3On peut beaucoup tâtonner avant de donner une définition4 : pour l’historien, créer, c’est mettre au jour quelque chose de neuf non pas ratione materiae (ce qui est le moins important), mais ratione principiorum, c’est-à-dire à raison du mode de voir, du mode de raisonnement, ce qui peut engager l’historien pendant 10 ou 20 ans. Or c’est là chose rare : peu de gens créent réellement à notre sens, car on peut explorer des champs inconnus, mais sans mettre en œuvre une manière de voir neuve, féconde ; créer une manière de voir suppose des inversions de perspectives, des changements de repères, des excitations, des connexions nouvelles, des mutations de sensibilité, des liaisons intérieures inédites, c’est-à-dire beaucoup de choses incertaines, floues, qui échappent à l’analyse5 : on joue une partie compliquée, il faut être sûr de soi.
4Créer est chose mal vue, en raison du petit nombre d’historiens créateurs, qui ont osé créer quelque chose, rompre avec la routine du troupeau.

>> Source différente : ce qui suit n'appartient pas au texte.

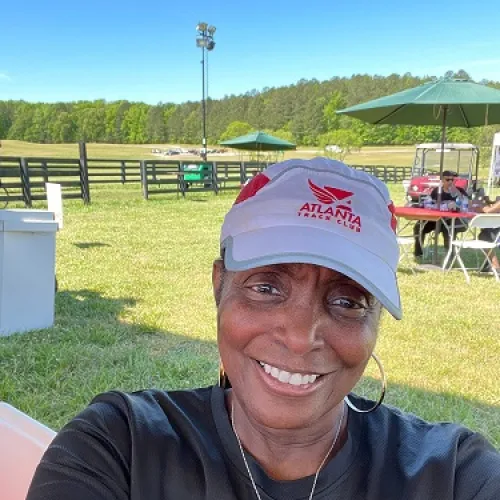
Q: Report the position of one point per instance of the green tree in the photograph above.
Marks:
(331, 118)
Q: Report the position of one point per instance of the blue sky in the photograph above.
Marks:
(145, 50)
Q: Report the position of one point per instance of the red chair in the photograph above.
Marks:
(24, 440)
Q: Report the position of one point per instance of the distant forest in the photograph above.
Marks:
(303, 113)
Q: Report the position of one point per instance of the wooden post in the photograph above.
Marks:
(84, 173)
(45, 171)
(25, 181)
(123, 172)
(144, 179)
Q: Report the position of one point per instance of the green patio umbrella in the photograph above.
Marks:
(446, 102)
(258, 141)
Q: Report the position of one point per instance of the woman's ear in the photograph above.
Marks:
(217, 279)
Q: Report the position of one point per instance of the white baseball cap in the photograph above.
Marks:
(317, 211)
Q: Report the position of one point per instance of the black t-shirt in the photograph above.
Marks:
(155, 445)
(448, 196)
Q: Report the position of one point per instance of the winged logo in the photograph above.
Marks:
(327, 194)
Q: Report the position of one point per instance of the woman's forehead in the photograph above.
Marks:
(301, 270)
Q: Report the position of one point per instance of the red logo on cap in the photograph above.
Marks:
(341, 213)
(252, 188)
(328, 195)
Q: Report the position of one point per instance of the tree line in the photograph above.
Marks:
(304, 113)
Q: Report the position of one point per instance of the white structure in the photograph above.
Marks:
(27, 270)
(495, 163)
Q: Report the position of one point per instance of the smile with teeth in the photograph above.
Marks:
(287, 377)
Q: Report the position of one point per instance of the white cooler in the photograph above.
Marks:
(27, 270)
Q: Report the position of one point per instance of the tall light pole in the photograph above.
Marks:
(204, 40)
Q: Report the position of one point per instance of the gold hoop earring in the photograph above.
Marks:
(223, 378)
(382, 395)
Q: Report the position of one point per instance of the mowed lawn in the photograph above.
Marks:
(135, 310)
(386, 155)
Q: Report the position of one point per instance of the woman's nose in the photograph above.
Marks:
(303, 327)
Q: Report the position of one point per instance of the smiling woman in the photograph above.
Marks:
(299, 294)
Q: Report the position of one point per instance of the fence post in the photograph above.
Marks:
(84, 173)
(215, 178)
(45, 171)
(123, 172)
(144, 179)
(25, 181)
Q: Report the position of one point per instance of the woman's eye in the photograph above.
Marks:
(350, 307)
(265, 288)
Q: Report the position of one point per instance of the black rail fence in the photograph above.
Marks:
(23, 179)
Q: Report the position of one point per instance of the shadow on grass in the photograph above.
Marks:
(91, 244)
(53, 374)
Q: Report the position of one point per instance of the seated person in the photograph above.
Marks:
(490, 234)
(449, 193)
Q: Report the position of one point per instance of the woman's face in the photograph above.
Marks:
(294, 339)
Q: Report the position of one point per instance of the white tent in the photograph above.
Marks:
(494, 176)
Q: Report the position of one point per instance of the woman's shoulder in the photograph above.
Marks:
(411, 430)
(150, 404)
(431, 449)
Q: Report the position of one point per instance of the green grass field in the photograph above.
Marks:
(135, 310)
(400, 155)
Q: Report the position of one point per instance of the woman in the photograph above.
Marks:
(309, 260)
(450, 193)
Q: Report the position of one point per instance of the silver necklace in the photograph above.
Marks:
(337, 433)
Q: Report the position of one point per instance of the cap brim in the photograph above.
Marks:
(312, 245)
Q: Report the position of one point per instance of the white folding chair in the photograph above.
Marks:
(23, 441)
(481, 221)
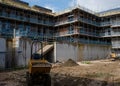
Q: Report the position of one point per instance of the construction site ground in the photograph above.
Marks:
(87, 73)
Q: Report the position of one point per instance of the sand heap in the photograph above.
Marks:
(70, 63)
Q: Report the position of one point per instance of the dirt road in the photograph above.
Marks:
(87, 73)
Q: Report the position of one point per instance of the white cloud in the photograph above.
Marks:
(96, 5)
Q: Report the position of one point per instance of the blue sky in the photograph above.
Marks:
(58, 5)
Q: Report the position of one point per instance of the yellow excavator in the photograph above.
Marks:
(38, 69)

Ceci nous conduit à poser quelques questions délicates sur le statut et l’importance de la création.
5Première question : faut-il parler de ce problème, et notamment aux jeunes ? Si l’on n’en parle pas, on applique les règles de prudence, de la coutume, si l’on en parle, on peut créer des illusions, des déceptions.
6Deuxième question : créer correspond à une expérience personnelle, par définition non communicable, et personne ne nous donne de témoignages, d’analyses sur la création de l’historien6. Or il y a peut-être plusieurs types de créations suivant leur genèse :
l’illumination (« j’ai eu subitement l’idée que »), ou la lente maturation (« j’ai peu à peu compris que »),
la déviation (« j’étais sur une autre voie, puis j’ai dérapé, je me suis rendu compte qu’il valait mieux bifurquer »),
le conseil (« une conversation avec X, un conseil d’Y m’a mis sur la bonne voie »).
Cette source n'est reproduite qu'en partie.